Cette étiquette est normalement réservée aux sociétés présentant un risque majeur pour la sécurité nationale, notamment celles liées au gouvernement chinois. Anthropic, dans ses deux recours déposés aujourd’hui simultanément devant le tribunal fédéral du district nord de Californie et devant la cour d’appel du circuit de Washington, affirme que les statuts légaux encadrant cette désignation sont étroits et ne s’appliquent pas aux entreprises américaines.

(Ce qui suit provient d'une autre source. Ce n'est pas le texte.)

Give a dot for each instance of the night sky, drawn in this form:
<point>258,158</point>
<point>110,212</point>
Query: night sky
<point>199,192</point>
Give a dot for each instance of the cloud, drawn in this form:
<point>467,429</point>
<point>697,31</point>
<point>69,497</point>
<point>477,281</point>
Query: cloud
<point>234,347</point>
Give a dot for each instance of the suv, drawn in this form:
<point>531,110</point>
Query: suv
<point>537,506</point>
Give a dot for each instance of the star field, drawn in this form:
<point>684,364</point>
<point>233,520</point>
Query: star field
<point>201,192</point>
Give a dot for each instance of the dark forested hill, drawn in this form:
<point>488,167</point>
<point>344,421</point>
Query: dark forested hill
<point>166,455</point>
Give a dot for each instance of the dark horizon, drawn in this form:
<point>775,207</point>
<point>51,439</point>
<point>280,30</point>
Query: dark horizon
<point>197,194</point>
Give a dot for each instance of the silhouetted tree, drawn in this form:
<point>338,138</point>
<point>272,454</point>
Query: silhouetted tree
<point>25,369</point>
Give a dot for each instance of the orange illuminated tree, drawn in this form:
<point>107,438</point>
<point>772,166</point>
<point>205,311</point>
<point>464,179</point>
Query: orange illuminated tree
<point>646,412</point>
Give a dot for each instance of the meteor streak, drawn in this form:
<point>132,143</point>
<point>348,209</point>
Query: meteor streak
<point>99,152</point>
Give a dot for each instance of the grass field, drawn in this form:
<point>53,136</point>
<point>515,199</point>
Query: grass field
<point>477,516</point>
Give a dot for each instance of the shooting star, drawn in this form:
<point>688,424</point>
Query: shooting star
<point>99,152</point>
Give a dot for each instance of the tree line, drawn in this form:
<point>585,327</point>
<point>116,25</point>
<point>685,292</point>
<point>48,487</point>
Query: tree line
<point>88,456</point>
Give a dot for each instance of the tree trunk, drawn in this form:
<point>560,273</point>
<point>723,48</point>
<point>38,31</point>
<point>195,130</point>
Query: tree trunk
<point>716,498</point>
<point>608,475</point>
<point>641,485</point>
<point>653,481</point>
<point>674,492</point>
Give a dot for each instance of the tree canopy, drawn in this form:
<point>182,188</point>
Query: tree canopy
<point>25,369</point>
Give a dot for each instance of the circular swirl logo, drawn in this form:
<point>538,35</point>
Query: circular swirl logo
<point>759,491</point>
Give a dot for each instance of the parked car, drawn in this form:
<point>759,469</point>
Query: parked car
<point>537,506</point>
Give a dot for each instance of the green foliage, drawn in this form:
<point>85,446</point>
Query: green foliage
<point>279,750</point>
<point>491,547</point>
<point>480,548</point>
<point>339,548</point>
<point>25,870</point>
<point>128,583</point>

L’entreprise accuse également le Pentagone d’avoir agi par motivation idéologique, en violation du premier amendement sur la liberté d’expression.
« C’est une étape nécessaire pour protéger notre activité, nos clients et nos partenaires », a déclaré Anthropic à plusieurs médias américains, dont le New York Times. « Nous continuerons à explorer toutes les voies vers une résolution, y compris le dialogue avec le gouvernement ».

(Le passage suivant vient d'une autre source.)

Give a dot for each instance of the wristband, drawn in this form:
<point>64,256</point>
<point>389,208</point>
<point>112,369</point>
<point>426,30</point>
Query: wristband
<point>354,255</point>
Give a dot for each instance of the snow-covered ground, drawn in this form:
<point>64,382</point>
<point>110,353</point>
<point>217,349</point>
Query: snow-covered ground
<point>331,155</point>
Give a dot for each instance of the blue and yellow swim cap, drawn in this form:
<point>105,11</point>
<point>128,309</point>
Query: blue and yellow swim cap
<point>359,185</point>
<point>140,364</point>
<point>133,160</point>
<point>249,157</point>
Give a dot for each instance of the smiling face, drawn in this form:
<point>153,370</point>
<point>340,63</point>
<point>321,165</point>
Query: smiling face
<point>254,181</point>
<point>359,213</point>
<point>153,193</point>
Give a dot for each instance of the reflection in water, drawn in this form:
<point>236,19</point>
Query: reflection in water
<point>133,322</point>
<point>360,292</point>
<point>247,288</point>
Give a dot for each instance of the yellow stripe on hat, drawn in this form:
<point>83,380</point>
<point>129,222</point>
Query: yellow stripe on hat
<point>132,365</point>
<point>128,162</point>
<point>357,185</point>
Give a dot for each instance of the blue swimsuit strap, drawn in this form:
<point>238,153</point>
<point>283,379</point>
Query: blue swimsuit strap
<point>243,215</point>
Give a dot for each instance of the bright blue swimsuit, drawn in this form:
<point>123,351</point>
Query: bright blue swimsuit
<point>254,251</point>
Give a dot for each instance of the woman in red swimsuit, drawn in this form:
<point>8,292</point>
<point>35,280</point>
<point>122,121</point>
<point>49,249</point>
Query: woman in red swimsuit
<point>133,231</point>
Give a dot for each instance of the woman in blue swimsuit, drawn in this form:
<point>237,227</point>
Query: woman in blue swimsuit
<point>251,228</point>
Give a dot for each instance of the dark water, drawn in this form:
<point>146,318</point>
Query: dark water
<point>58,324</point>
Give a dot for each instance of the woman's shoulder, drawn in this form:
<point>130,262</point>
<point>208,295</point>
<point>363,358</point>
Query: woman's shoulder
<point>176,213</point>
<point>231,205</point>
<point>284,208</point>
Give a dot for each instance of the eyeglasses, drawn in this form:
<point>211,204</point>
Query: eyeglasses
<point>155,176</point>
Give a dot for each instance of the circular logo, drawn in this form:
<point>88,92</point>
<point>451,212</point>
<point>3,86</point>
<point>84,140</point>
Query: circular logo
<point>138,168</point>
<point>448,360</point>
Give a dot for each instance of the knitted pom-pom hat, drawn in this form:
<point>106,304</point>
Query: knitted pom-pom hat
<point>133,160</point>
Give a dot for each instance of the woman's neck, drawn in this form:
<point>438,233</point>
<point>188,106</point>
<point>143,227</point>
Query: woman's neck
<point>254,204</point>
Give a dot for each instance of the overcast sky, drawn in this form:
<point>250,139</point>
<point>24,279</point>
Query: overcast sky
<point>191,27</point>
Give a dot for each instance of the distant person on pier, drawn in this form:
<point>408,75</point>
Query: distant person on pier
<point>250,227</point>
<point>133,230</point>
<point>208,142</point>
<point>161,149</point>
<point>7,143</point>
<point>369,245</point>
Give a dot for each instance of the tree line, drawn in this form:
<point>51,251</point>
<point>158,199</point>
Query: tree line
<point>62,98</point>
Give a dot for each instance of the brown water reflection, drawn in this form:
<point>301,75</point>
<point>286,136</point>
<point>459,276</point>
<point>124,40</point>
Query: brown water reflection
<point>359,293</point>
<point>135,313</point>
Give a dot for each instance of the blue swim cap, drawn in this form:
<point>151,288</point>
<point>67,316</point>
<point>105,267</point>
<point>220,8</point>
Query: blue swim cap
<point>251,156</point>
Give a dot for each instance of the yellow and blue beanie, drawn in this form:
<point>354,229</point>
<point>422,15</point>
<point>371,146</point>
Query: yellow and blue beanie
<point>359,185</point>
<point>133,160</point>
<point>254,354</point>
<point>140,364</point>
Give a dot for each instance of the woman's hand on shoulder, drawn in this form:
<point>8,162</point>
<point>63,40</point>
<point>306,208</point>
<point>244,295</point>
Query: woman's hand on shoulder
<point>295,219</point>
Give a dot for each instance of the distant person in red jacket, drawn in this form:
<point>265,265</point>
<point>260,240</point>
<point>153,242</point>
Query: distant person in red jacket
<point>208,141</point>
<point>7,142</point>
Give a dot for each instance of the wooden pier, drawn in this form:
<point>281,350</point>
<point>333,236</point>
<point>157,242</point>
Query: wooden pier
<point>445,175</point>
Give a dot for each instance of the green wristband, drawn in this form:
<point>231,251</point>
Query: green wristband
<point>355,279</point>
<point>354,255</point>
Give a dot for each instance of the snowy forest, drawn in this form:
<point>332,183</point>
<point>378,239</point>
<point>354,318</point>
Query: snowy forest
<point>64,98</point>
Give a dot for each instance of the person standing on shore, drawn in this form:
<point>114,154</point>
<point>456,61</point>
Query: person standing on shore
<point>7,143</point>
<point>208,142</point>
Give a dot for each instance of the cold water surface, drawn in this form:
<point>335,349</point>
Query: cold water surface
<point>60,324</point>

Un contrat de 200 millions de dollars au cœur du conflit
Le différend remonte à des négociations pour un contrat de 200 millions de dollars destiné à fournir au Pentagone des technologies d’IA sur des systèmes classifiés. Anthropic avait refusé que ses modèles soient utilisés pour la surveillance de masse d’Américains ou pour des armes létales autonomes. Le Pentagone avait répliqué qu’une entreprise privée ne pouvait pas dicter sa politique au gouvernement américain. Les pourparlers ont échoué et le secrétaire à la Défense, Pete Hegseth, a ensuite annoncé la désignation de risque, formellement notifiée à Anthropic la semaine dernière.
L’ironie de la situation est que la technologie IA d’Anthropic reste activement déployée au sein du Pentagone, notamment pour analyser les vastes volumes de données collectées par les agences de renseignement américaines et pour la guerre en cours au Moyen-Orient. Anthropic a proposé d’aider le Pentagone à migrer vers un autre système d’IA, tout en maintenant son offre de négociation en parallèle des procédures judiciaires.
OpenAI et xAI prennent la place
Le vide laissé par Anthropic a déjà été comblé en réalité. OpenAI et xAI, la société d’Elon Musk, ont récemment signé des accords avec le département de la Défense américain pour fournir leurs technologies sur des systèmes classifiés. OpenAI a accepté que le Pentagone utilise ses modèles à toute fin légale, en négociant en contrepartie des garde-fous techniques pour limiter la surveillance de masse des Américains. Des critiques estiment toutefois que ces termes laissent des brèches exploitables.